Bogota: A controversial deal allowing the United States to use seven bases in Colombia has triggered a storm of questions in the South American nation over an immunity clause for US personnel.
The government in Bogota has defended the agreement to protect US soldiers, pilots and sailors from prosecution for any wrongdoing, saying “immunity does not mean impunity.”
But critics fear the contrary.
“Immunity for United States soldiers is not in any way justified,” the former head of Colombia’s constitutional court, Jose Gregorio Hernandez, told AFP.
“It violates the principle of equality vis-a-vis our own soldiers.

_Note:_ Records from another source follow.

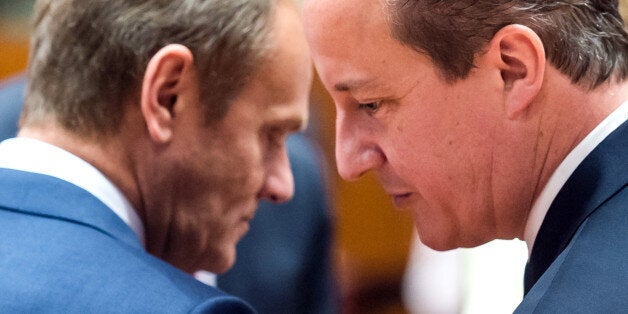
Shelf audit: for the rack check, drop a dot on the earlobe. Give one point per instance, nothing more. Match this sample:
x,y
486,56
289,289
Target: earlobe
x,y
163,83
521,58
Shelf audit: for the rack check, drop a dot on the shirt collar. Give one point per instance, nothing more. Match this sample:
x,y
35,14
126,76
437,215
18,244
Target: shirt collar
x,y
35,156
566,168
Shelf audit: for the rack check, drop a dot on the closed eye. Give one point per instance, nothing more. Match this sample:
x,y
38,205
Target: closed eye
x,y
370,107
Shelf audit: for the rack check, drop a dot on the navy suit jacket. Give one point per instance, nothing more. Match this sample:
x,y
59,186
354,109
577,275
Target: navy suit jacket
x,y
63,251
579,262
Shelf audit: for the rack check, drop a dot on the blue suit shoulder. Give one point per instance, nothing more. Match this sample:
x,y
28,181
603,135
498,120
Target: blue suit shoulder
x,y
87,261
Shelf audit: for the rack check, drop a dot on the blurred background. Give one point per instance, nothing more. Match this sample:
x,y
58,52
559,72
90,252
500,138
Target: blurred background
x,y
379,266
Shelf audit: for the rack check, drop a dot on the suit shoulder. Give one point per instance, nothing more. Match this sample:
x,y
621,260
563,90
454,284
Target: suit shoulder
x,y
591,274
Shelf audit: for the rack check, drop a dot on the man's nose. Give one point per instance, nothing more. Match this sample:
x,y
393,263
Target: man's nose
x,y
278,183
356,150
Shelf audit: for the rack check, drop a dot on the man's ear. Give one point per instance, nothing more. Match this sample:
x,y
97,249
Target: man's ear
x,y
164,81
521,59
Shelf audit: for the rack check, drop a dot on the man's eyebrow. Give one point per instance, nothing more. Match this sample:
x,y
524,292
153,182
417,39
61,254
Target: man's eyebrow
x,y
351,85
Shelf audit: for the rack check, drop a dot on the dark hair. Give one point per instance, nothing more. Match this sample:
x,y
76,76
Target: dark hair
x,y
584,39
89,56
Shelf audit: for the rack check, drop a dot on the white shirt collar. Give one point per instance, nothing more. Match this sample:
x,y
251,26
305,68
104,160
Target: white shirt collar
x,y
566,168
39,157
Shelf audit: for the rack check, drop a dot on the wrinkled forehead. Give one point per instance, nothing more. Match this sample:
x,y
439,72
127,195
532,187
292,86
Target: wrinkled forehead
x,y
342,22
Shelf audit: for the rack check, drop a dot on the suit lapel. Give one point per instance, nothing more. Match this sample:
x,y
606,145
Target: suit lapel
x,y
46,196
601,174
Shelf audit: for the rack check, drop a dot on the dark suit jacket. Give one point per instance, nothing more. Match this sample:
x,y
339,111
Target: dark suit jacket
x,y
63,251
579,263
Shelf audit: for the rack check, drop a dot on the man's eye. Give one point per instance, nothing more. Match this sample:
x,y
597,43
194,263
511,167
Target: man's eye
x,y
370,107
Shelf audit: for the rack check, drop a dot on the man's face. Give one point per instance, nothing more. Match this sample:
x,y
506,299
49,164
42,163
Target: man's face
x,y
212,177
434,145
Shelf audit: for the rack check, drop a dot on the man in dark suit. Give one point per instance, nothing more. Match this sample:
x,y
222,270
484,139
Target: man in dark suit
x,y
492,120
150,131
284,261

This immunity could become impunity because… a slow and likely unsuccessful diplomatic process would be required (before justice could be applied),” he said.
The issue of the bases has also become contentious for Colombia’s neighbors, notably leftwing anti-US nations Venezuela and Ecuador that fear they could be used to launch invasions.

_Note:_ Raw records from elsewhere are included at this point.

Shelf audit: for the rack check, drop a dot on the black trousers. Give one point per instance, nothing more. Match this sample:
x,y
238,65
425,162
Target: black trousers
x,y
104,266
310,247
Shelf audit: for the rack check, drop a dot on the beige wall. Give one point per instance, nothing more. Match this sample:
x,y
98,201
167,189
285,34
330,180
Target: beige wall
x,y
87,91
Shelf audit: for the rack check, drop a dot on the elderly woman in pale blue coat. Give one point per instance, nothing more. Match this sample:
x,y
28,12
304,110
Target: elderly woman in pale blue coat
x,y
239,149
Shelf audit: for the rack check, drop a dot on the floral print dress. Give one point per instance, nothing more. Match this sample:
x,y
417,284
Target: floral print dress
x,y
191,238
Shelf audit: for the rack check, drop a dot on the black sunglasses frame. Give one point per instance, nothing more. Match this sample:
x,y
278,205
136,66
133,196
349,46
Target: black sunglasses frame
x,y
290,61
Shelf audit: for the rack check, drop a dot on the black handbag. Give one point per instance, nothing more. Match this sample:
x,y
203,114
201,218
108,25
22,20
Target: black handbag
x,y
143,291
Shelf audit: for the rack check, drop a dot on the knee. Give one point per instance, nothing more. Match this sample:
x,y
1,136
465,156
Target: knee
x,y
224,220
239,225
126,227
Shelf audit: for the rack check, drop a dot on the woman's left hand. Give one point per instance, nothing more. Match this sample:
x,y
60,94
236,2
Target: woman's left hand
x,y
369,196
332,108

Brazil, Argentina, Chile and Bolivia have all also expressed concern about the facilities, fearing a resurgence of US military might and meddling in South America after a rollback in the 1990s.
The US government and military have insisted that the bases — three airbases, two army facilities and two navy bases — simply extend US involvement in combating drug trafficking from Colombia. They say the number of personnel will be limited to 800.
Under a “Plan Colombia” launched in 1999, the United States has given Colombia more than 5.5 billion dollars in aid, much of it spent on military hardware and training to fight cocaine-running gangs and leftwing rebels.
While an agreement in principle has been struck on the bases, a spokesman for the US State Department, Ian Kelly, told reporters on Tuesday that a final signature would likely come in “a few more weeks.”
Inside Colombia, the granting of immunity in the deal has raised hackles.
Some recall with anger a 2007 case in which a Colombian woman claimed her 12-year-old daughter had been raped by a US army sergeant and a US civilian contractor attached to the Plan Colombia program.
Others discount assertions by the Colombian and US governments that any US personnel accused of crimes will be fairly judged by US courts.
“No-one will believe, given the current international situation, that ‘Gringo courts’ or US jurisdiction will exist,” an international analyst in Colombia, Juan Carlos Eastman, told AFP.
“Immunity means impunity in practice,” he said.
A former defense minister, Rafael Samudio, questioned the lack of information on the issue and noted that the United States consistently sought to keep its military personnel protected from non-US prosecution.
“The United States by principle does not allow a soldier to be judged in another country or hand one over. That’s why it has not signed on to the ICC (International Criminal Court),” he said.
“The United States has a completely different concept of its military than us,” he said.
The unease generated by the immunity for the US personnel prompted a response from Colombia’s foreign minister Jaime Bermudez before he flew to Washington for further discussions on the bases.
There would be no US courts martial or US jurisdiction in Colombia under the terms of the deal, he said on Sunday.
Colombian law enforcement officers could participate in the investigation of any transgression.
He insisted that there was “a possibility” of asking for immunity to be lifted against US personnel, and that in any case “the United States has promised to pay any indemnities” arising from a criminal act.
Importantly, he said, US civilian contractors would not be covered by the immunity clause.